Descriptive, Creative and Challenging Imagination

Roos Victor 1999 European Management Journal p.351

Roos Victor 1999 European Management Journal p.351

You must have heard about three kinds of imagination: descriptive, creative and challenging. Roos & Victor introduced those three types of imagination in their 1999 EMJ paper “Towards a New Model of Strategy-making as Serious Play“.
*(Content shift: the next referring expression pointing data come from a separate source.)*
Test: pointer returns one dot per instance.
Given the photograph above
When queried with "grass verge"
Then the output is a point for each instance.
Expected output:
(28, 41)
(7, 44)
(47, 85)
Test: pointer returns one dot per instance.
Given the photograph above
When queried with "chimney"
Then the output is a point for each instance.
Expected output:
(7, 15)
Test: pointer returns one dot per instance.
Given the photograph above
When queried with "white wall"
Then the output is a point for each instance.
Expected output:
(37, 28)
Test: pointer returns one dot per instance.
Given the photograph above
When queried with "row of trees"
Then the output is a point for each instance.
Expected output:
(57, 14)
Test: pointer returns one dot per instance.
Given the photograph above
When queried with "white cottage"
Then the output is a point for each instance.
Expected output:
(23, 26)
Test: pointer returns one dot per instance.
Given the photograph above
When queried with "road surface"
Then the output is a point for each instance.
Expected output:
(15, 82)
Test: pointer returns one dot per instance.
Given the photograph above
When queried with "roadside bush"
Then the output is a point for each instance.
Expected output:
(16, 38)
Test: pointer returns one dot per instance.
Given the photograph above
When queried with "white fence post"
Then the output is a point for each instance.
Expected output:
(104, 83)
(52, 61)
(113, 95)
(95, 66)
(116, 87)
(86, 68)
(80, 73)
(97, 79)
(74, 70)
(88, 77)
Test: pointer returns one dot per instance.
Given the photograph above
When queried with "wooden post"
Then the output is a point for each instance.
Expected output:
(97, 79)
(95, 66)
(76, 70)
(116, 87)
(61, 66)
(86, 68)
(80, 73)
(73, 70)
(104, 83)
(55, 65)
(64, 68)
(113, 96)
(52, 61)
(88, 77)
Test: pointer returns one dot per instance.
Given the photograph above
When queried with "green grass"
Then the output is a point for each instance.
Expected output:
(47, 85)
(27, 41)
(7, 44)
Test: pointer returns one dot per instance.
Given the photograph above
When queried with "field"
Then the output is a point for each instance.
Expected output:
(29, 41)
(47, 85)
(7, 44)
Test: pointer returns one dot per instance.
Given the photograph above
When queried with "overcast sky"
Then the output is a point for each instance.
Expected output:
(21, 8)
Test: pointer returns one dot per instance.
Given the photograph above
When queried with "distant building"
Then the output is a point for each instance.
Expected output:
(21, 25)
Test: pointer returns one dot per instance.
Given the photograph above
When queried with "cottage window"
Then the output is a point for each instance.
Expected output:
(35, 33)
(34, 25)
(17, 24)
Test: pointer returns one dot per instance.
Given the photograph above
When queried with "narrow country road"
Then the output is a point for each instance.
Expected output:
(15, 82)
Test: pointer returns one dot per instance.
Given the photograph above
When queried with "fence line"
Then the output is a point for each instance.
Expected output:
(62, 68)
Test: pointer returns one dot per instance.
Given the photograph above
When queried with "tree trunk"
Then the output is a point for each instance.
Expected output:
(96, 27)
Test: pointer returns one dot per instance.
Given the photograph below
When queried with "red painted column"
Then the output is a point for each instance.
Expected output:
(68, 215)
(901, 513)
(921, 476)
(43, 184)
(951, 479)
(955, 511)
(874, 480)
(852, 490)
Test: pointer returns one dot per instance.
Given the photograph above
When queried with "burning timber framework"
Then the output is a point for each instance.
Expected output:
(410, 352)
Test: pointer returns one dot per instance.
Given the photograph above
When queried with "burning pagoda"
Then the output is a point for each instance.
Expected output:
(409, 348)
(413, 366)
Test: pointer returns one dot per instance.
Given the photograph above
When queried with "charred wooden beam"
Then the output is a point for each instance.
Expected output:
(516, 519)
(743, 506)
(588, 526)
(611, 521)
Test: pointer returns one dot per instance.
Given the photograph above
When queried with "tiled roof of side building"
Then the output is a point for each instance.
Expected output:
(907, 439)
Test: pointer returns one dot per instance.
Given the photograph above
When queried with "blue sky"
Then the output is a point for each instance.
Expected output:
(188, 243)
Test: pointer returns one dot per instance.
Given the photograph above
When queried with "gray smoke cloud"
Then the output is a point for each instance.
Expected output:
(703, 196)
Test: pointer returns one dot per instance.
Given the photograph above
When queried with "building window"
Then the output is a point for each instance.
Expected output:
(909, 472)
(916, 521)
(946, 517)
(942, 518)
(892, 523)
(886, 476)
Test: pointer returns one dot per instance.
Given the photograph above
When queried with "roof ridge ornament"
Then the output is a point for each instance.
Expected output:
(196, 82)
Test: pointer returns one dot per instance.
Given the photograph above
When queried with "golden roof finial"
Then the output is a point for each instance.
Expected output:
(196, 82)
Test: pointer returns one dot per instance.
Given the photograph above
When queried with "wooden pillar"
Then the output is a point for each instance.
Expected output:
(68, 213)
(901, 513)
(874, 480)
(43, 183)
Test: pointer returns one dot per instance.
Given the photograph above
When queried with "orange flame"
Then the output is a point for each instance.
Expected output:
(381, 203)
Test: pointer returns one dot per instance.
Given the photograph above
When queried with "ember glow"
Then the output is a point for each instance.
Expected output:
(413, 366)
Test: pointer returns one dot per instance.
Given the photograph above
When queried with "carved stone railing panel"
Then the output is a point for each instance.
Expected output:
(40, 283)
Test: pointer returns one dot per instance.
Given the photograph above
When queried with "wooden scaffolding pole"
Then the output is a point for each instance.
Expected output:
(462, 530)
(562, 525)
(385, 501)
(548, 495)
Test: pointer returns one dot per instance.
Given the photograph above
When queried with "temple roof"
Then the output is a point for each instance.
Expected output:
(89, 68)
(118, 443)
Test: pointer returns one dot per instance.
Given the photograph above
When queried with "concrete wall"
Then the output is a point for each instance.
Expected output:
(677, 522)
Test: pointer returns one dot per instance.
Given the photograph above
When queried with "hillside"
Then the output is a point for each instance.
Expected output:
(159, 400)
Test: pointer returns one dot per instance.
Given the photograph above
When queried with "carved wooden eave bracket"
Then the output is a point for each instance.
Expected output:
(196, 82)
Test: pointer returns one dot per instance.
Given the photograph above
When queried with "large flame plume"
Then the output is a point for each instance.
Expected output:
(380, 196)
  1. The first type of imagination is descriptive imagination. It focuses on seeing the world out there as it is. Describing it with our words, drawings or building the concepts with bricks. Most synthetic tools that consultants use help us better capture the world through description.
  2. The second type of imagination is creative imagination. This is so called ‘out-of-box’ thinking, which is associated with ‘blue oceans’ or ‘value innovations’ that entail trying to come up with something that does not exist there out yet. Most fantasies, science fiction belong under creative imagination.
  3. The third is challenging imagination. With the help of antithesis, negation and contradicting our previous beliefs we try to completely redefine or revolutionize existing systems of operation. Challenging is often a prerequisite for a new round of creative imagination.
Richard Kearney Wake of Imagination

Richard Kearney Wake of Imagination

When you are dealing with Lego Serious Play facilitation then the typology of imagination was most probably introduced to you as one of the cornerstones of facilitation concepts on how to encourage different participants to become more active in discussions.

The roots of categorizing imagination are much deeper. The historic concepts were well mapped and elaborated by philosophy professor of Boston University Richard Kearney in his book The Wake of Imagination. Toward a Postmodern Culture.

In this book that was published in 1998, prof. Kearney digs into the history of contemporary imagination, starting from the way imagination was conceptualized by Hebraic legends, in Greek myths, in medieval Christian icons and theology, throughout renaissance and romantic era. Finally he concludes with existentialist takes on imagination and concludes with post-modern contemporary classics.

If you are interested in deep analysis of history and typology of imagination then this book is certainly for you.